You may be familiar with the "gig economy". It's usually characterized by independent drivers for Lyft, Uber and other "ride hailing" services that have replaced taxis in much of the United States and in other countries. Driving for these companies is marketed as being able to set one's own work schedule, and having the flexibility to within minutes change it when needed; being rated by customers on one's performance, and being rewarded by customers who pay attention to performance ratings; an opportunity to meet and chat with people who may be interesting; and perhaps other plusses. Critics point out that these are low-wage jobs without benefits, that some gig economy companies do not treat their employees well, and there is no career pathway. Some drivers choose gigs between having regular, full-time jobs that do have benefits, or to supplement their incomes.
Here's a gig that you may not have heard of, being a "phone farmer". This gig -- entirely legal if you play by the rules -- allows one to set up a bank of low-cost cell phones in a room, for example in your apartment. it requires some supervision of the phones, and a high degree of comfort with cell phone technology but, by contrast, it is not hard work, and doesn't require driving in bad weather. Phone farmers are paid when their phones log on to websites and "watch" ads. Apparently some phone farmers have fully automated the process and can literally make money while they sleep. Phone farming helps websites build their ad "hits" and thus their reputation with advertisers, and it brings in a little extra income to the phone farmer.
"Netflix thought I was four different people. I was being paid through an app to watch its trailers over and over again, racking up digital points I could eventually trade for Amazon gift cards or real cash. But rather than just use my own phone, I bought four Android devices to churn through the trailers simultaneously, bringing in more money."
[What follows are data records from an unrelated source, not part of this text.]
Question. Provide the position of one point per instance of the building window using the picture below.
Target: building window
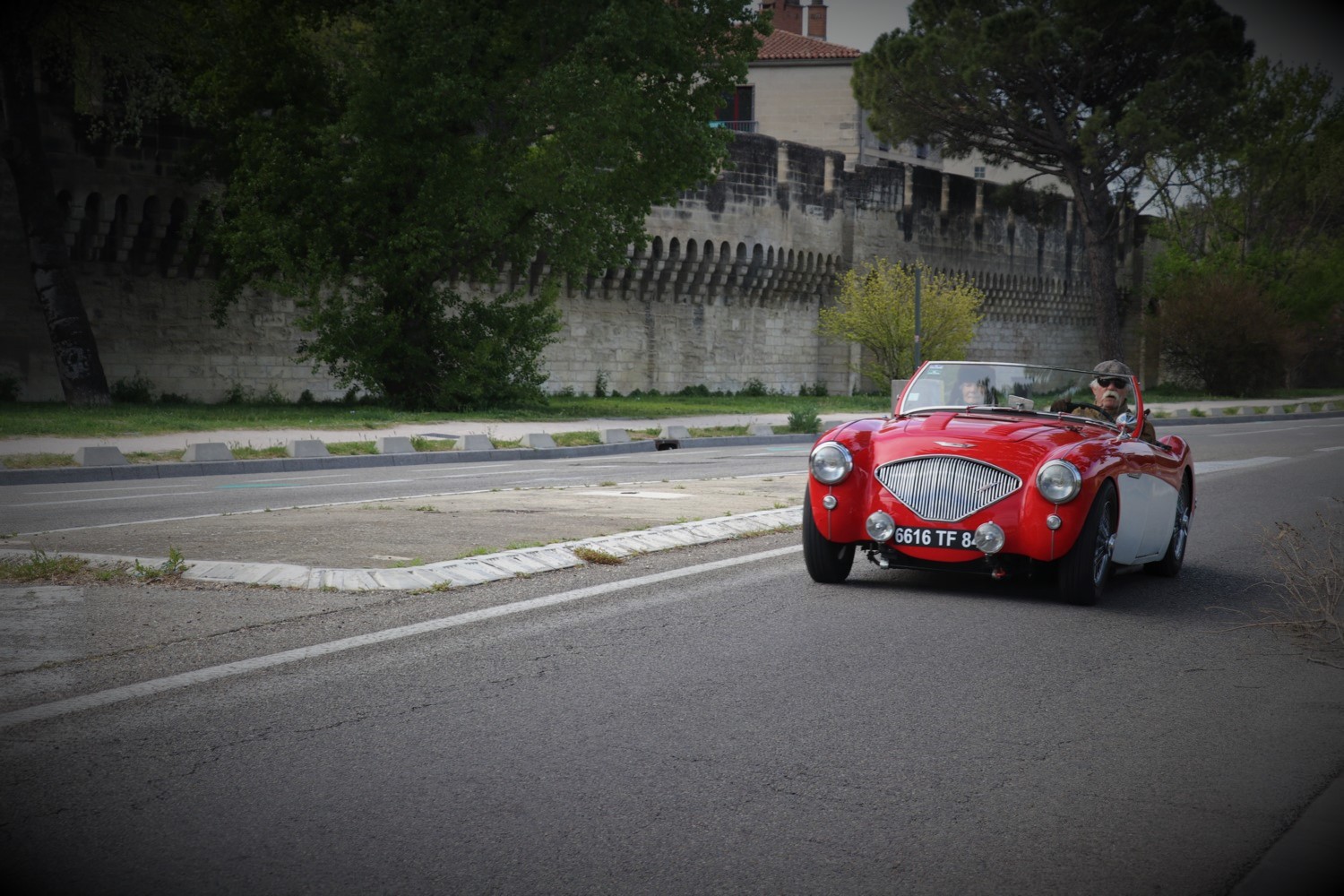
(738, 110)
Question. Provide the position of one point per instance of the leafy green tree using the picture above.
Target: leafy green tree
(1082, 90)
(1258, 217)
(875, 308)
(400, 148)
(101, 61)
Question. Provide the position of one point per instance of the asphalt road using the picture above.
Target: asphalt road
(710, 720)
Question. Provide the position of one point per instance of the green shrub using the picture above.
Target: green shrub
(1222, 332)
(134, 390)
(804, 419)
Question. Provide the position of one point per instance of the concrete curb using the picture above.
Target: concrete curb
(349, 461)
(454, 573)
(61, 474)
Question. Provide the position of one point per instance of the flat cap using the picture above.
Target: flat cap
(1115, 368)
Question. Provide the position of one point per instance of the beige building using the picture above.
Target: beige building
(798, 91)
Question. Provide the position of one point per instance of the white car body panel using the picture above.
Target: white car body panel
(1147, 514)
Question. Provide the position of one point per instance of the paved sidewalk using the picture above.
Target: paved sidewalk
(1183, 411)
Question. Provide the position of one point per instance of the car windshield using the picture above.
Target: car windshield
(994, 386)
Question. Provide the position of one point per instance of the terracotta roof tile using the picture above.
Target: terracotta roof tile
(785, 45)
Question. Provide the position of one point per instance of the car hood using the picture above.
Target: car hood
(1013, 443)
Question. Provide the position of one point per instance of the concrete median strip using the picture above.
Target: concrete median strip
(449, 573)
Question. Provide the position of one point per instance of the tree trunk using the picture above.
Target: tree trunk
(1099, 249)
(73, 341)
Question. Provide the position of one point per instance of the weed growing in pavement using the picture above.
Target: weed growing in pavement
(37, 460)
(422, 444)
(1308, 583)
(39, 567)
(249, 452)
(155, 457)
(596, 556)
(804, 419)
(169, 568)
(352, 447)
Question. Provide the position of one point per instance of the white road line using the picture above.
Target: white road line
(255, 664)
(1279, 429)
(1204, 468)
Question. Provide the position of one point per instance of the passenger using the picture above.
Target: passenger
(1110, 394)
(970, 390)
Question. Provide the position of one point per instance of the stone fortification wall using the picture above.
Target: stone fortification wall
(728, 292)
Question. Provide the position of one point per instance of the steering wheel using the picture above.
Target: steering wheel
(1099, 410)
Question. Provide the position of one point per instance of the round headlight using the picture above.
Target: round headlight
(831, 462)
(881, 527)
(988, 538)
(1059, 481)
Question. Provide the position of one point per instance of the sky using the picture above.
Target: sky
(1293, 31)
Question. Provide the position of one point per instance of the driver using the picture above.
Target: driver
(973, 392)
(1110, 392)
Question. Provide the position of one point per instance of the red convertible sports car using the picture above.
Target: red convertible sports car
(1002, 469)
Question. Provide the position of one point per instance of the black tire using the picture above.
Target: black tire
(1085, 568)
(1175, 556)
(828, 563)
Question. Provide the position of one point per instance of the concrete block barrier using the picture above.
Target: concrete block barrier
(99, 455)
(395, 445)
(306, 447)
(207, 452)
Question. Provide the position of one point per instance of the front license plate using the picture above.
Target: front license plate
(921, 536)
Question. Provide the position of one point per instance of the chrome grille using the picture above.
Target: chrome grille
(946, 489)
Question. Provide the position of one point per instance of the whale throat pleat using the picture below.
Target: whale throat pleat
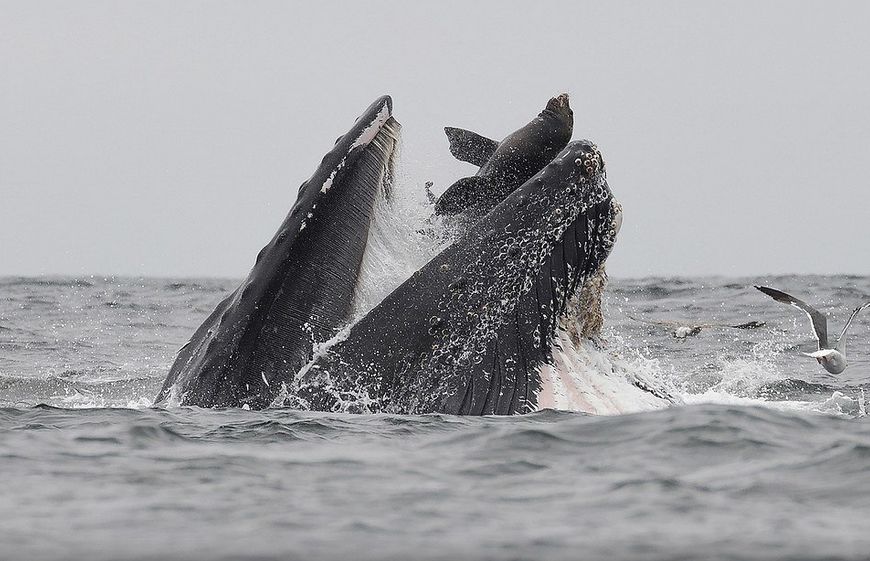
(316, 291)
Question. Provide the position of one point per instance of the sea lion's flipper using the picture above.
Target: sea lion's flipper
(469, 146)
(465, 193)
(431, 198)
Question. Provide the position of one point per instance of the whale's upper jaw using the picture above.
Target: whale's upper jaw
(300, 290)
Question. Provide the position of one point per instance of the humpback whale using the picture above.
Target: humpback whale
(469, 332)
(504, 165)
(300, 291)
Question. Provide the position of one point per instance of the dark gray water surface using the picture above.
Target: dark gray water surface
(768, 459)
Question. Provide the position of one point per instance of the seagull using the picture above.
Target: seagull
(683, 330)
(833, 359)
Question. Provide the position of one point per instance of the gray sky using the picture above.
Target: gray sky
(169, 138)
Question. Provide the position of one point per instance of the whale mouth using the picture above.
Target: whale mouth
(300, 290)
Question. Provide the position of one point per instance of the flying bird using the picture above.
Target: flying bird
(681, 330)
(832, 358)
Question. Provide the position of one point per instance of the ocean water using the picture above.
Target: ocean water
(765, 456)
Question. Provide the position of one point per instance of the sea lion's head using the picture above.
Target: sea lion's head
(559, 107)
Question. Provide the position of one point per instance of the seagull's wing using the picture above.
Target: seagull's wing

"I made a small 'phone farm,' able to fabricate engagement with advertisements and programs from companies like Netflix, as well as video game trailers, celebrity gossip shows, and sports too. No one was really watching the trailers, but Netflix didn't need to know that. The goal was to passively run these phones 24/7, with each collecting a fraction of a penny for each ad they 'watched.' " Source: https://www.vice.com/en_us/article/d3naek/how-to-make-a-phone-farm?utm_source=pocket&utm_medium=email&utm_campaign=pockethits
You can read more about America's DIY phone farmers here.
There is a chance that some of your students are ride hail drivers, some may be phone farmers, and some may do hair braiding or nail gigs. Do you know how your adult learners earn money or extra money from the gig economy? Do they know how others in their class earn money? If some are part of the gig economy, why? What do they see as the benefits? What are the challenges or drawbacks? Do they consider any of their gig jobs in terms of the amount of non-renewable resources it might use? (After reading the "America’s DIY Phone Farmers" article I wondered how much electricity these phone farms might use and if, in addition to an increased electric bill reducing one's profit, anyone doing phone farming had considered the impact on the planet. Are there other ethical issues that those who participate in the gig economy should consider?
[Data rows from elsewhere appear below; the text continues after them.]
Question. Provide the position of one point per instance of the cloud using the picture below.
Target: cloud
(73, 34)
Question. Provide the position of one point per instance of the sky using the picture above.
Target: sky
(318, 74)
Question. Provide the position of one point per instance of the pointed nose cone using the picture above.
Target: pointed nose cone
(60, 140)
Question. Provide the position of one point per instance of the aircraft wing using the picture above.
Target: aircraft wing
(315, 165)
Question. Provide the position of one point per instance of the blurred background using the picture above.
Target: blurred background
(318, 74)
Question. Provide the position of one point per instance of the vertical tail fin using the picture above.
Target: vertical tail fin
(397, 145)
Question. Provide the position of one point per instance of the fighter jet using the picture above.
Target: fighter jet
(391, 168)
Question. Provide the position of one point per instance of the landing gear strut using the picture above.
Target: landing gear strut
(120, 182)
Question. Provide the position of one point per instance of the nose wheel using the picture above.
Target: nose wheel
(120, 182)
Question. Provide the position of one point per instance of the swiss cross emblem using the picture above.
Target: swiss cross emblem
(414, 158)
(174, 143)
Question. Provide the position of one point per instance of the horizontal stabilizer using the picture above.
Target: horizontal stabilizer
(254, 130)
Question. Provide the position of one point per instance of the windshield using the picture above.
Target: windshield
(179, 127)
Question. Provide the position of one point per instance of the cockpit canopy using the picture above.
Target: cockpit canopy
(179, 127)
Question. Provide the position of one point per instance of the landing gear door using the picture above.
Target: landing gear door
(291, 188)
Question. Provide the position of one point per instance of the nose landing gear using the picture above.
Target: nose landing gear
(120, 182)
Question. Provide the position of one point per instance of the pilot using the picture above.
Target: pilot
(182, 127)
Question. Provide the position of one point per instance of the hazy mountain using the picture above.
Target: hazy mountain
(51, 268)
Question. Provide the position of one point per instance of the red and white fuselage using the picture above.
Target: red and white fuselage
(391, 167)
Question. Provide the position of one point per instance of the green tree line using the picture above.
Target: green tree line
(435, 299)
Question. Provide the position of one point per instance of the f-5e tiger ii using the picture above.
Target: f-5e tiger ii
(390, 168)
How would a gig economy conversation be useful in an ABE, ESL/ESOL or HSE class? It could be a great way to develop arguments for writing or critiquing an essay on the pros and cons of the gig economy in general or about particular gig jobs. The discussion could, for some, be an engaging way to practice English speaking and listening skills. Could some lessons include numeracy or mathematics? How about science? How about social sciences?
Let's hear about your own experience working in the gig economy, your students' experiences, or ways that as a teacher you might use "the gig economy" as a topic for some lessons. Do you see any opportunities for project-based learning, for example for scientifically experimenting, i.e. identifying a question, and collecting and reporting data on one's gig job experiment?
David J. Rosen
I just finished an educational gig. While for me it was a 'side job,' for others it wasn't, and for some the termination of the job was stressful...
I also know somebody who started driving for Lyft... and then their car broke down. Predictable given suddenly they were driving a whole lot more, but they hadn't budgeted for that. It's "the whole motor is broken" so ... now they're *renting* from Lyft. I know a friend who has a friend who did that with Uber and ended up going into debt and the car being repossessed. I pray that Lyft is better but wish I had better advice for them...
The book _Lower_Ed_ has lots of discussion about how this and the way education is structured keep shifting the burdens and risks onto the folks trying to make a living in the world and away from their employers.